Friday, 6 September 2019

Iggy Pop - Free, album review


Seemingly Seamless

In many ways I don’t want to listen to this again – but of course I will because it is so compelling – but what I mean is that on a first listen it evokes as a whole, the individual tracks melding into one another as some seamless jazz/ambient and spoken word narrative, melody and meaning moving onwards as one with bursts that make it a varying but not [on the single first listen] disparate loop of sound. There are echoes too of Bowie’s final album Blackstar and it isn’t easy to pin that on any melodic links [but Sonali seems to replicate rhythmic beats from that album], though there must be, or if it is more a sense of a knowing storyline, or most likely it is in the resonant ‘echoed’ vocal of Iggy’s singing that lays down such a palpable gravitas in its very presence. Leron Thomas’ trumpet playing provides the obvious jazzier influences, but it is also the perfect complement to the overall mood in its sudden beautiful patternings. That James Bond sounds like a Franz Ferdinand song is probably the one obvious break from a continuous line, and Dirty Sanchez has Thomas laying out some classic Mexican-sounding horn loops with Iggy in strident voice [you see what happened: I have listened that second time since beginning this brief review…]. And because of this second hearing, I have to now comment on Page which is a crooner’s paradise of a song – we’re only human, no longer human never sounding so paradoxically more human than in the vibrating baritone of Iggy with Thomas caressing it in the jazz lounge of its performance. We Are the People is a Lou Reed poem narrated in front of Thomas’ background horn lament, and this is followed by another glorious amalgam of horn and Iggy’s narration of Dylan Thomas’ Do Not Go Gentle Into That Good Night.

We are the people without land. We are the people without tradition. We are the people who do not know how to die peacefully and at ease. We are the thoughts of sorrows. Endings of tomorrows. We are the wisps of rulers and the jokers of kings.

We are the people without right. We are the people who have known only lies and desperation. We are the people without a country, a voice or a mirror. We are the crystal gaze returned through the density and immensity of a berserk nation. We are the victims of the untold manifesto of the lack of depth of full and heavy emptiness.

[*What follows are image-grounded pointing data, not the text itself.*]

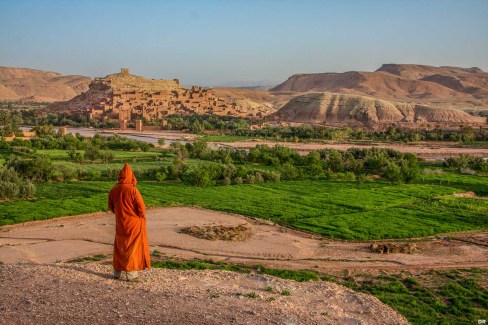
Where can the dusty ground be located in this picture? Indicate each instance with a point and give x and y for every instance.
(67, 238)
(37, 286)
(85, 294)
(434, 150)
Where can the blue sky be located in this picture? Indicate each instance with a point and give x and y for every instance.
(215, 42)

We are the people without sorrow who have moved beyond national pride and indifference to a parody of instinct. We are the people who are desperate beyond emotion because it defies thought. We are the people who conceive our destruction and carry it out lawfully. We are the insects of someone else’s thought. A casualty of daytime, nighttime, space and god without race, nationality or religion. We are the people. The people. The people.